Advantages of using the technology of the project now that it is finished.
The project is already finished and in production. Gigabit switches allow, thanks to their manageability, bounding between cluster nodes; the 100 Mb/s rackable switch offers a very economical solution for KVM over LAN connectivity and remote management, which does not have any further requirements, but is essential in equipment maintenance (integrated into a Nagios console); Finally, the router provides high availability between wan with gigabit width, allowing to connect the external LAN network and the IPMI, with a single port of the University and thus reduce the load of redundant servers.
What does the Ladon OS solution provide compared to solutions like Rocks?
The fact of using our Ladón OS 7.2 v8 development guarantees us a stable ecosystem of Open Source tools, which allow us to manage, monitor and supervise the entire cluster jointly and centrally.
To establish the difference with Rocks, Ladon OS is a puzzle and not a monolithic system.
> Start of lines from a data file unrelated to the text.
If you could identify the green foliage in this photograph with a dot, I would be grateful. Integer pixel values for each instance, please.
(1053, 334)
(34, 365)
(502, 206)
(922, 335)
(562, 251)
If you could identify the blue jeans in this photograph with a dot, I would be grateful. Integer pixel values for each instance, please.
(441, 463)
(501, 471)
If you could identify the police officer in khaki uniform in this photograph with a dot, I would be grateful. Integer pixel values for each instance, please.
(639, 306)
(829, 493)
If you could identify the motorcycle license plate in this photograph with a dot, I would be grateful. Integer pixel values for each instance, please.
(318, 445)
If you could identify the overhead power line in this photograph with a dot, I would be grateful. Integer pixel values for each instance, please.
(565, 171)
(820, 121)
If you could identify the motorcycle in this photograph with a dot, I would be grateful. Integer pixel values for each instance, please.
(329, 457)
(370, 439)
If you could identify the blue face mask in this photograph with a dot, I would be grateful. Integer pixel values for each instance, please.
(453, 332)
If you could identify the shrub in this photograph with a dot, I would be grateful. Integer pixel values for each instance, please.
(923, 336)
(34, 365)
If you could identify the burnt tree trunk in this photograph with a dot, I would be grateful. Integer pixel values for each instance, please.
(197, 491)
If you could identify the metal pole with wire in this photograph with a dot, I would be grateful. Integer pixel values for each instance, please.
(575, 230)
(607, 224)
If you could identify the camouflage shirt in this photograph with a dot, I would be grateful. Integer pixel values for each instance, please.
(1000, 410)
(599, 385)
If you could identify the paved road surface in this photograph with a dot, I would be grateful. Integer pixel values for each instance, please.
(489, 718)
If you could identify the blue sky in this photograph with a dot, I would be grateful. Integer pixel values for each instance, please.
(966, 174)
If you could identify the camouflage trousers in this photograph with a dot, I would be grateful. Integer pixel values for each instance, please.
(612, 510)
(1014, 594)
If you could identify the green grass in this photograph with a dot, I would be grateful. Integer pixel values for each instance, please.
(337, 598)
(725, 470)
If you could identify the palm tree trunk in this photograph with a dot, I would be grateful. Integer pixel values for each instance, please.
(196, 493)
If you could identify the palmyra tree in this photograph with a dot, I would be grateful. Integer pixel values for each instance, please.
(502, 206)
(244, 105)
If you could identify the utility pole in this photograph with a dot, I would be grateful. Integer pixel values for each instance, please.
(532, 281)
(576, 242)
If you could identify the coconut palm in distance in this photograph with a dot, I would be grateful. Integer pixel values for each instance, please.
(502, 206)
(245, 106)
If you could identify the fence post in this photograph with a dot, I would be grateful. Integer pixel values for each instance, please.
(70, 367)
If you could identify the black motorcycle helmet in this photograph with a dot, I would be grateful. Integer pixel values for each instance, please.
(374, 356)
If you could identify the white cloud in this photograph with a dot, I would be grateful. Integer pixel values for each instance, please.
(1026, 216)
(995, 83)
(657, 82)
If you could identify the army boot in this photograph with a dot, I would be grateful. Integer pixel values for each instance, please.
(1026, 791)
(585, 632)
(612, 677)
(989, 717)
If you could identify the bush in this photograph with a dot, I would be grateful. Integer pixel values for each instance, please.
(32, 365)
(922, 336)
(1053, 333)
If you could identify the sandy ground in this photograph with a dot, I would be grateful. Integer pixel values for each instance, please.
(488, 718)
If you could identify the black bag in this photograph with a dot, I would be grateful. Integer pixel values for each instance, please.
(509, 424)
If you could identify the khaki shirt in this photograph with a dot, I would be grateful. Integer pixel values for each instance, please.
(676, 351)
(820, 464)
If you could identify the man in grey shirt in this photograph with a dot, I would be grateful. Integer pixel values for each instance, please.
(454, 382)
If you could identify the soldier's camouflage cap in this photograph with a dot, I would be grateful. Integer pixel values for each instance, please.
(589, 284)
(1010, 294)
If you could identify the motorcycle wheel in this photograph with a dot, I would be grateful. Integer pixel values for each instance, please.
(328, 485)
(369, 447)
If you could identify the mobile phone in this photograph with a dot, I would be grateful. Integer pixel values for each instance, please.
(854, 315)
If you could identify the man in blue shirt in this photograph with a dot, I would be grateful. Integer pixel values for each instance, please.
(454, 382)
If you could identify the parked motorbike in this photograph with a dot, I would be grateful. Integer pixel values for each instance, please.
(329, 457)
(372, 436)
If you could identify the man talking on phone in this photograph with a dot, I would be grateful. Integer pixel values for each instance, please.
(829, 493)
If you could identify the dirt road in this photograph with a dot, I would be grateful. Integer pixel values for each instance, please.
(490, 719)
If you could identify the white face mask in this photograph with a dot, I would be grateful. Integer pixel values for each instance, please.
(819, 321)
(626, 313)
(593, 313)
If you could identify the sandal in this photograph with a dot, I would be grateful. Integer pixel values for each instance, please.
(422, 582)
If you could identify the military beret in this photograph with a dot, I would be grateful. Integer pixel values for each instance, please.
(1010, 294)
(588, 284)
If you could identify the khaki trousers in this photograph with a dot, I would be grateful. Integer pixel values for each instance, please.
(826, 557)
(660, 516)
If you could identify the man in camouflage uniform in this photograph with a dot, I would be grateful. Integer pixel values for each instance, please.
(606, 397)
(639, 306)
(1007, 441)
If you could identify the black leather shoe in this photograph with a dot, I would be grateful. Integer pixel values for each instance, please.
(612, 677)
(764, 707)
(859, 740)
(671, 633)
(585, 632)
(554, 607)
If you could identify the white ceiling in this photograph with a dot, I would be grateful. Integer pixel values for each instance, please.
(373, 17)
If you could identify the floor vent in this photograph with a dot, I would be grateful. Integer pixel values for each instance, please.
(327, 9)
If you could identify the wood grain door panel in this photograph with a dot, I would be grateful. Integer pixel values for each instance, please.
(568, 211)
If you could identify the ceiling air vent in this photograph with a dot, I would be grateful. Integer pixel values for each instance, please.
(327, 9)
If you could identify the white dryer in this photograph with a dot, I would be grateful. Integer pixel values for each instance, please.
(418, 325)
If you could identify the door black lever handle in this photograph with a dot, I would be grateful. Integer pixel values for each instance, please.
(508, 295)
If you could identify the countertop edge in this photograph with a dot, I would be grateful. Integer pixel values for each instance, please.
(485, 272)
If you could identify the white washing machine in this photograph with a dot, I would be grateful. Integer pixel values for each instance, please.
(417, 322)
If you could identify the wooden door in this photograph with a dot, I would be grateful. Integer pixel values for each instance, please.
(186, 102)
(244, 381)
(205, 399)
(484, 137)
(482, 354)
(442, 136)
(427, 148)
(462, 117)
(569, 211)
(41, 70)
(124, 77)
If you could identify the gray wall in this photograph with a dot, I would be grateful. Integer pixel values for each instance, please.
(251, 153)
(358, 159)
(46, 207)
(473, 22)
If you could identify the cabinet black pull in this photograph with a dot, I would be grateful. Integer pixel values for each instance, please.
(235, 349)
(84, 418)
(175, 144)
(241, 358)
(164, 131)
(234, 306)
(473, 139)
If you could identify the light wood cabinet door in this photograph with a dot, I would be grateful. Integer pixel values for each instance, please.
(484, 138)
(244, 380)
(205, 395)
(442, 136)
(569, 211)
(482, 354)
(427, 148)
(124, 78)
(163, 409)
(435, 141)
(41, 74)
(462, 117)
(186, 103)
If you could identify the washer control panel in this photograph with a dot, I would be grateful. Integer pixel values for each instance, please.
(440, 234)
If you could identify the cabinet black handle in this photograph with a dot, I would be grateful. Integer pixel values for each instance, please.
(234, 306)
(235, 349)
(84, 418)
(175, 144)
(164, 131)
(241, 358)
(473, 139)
It is an ecosystem where the tools coexist together, but you can remove or add components, depending on parameters such as the size of the cluster or the complexity of the system to be used. In Rocks, we "load" with tools that we don't need, which makes it much heavier and difficult to upgrade.
The collaboration of several Universities and institutes, which offer their tools such as CLUES (CLuster Energy Saving), allows the system to evolve very quickly and be up to date. This can make a difference of between 20% and 30% in the performance of a cluster.
Ladón OS integrates tools such as MK check (on Nagios), Ganglia, Ansible, etc.In addition, the client has been helped to install applications such as Amber 16 or Gromacs on CUDA 8, deploying them throughout the cluster automatically thanks to EasyBuild.
The Institute of Computational Chemistry of the University of Girona researches in fields such as improvement and shortening process times that are essential in the creation of new drugs and more resistant and less polluting materials. This places the aforementioned Institute "at the international forefront of science"
This GPU cluster based on Intel Xeon processors is one of the most powerful installed in Spain to date and one of the 10 largest in Europe, with this technology, which provides a total of 2 Pflops thanks to the new NVDIA Pascal technology with CUDA 8.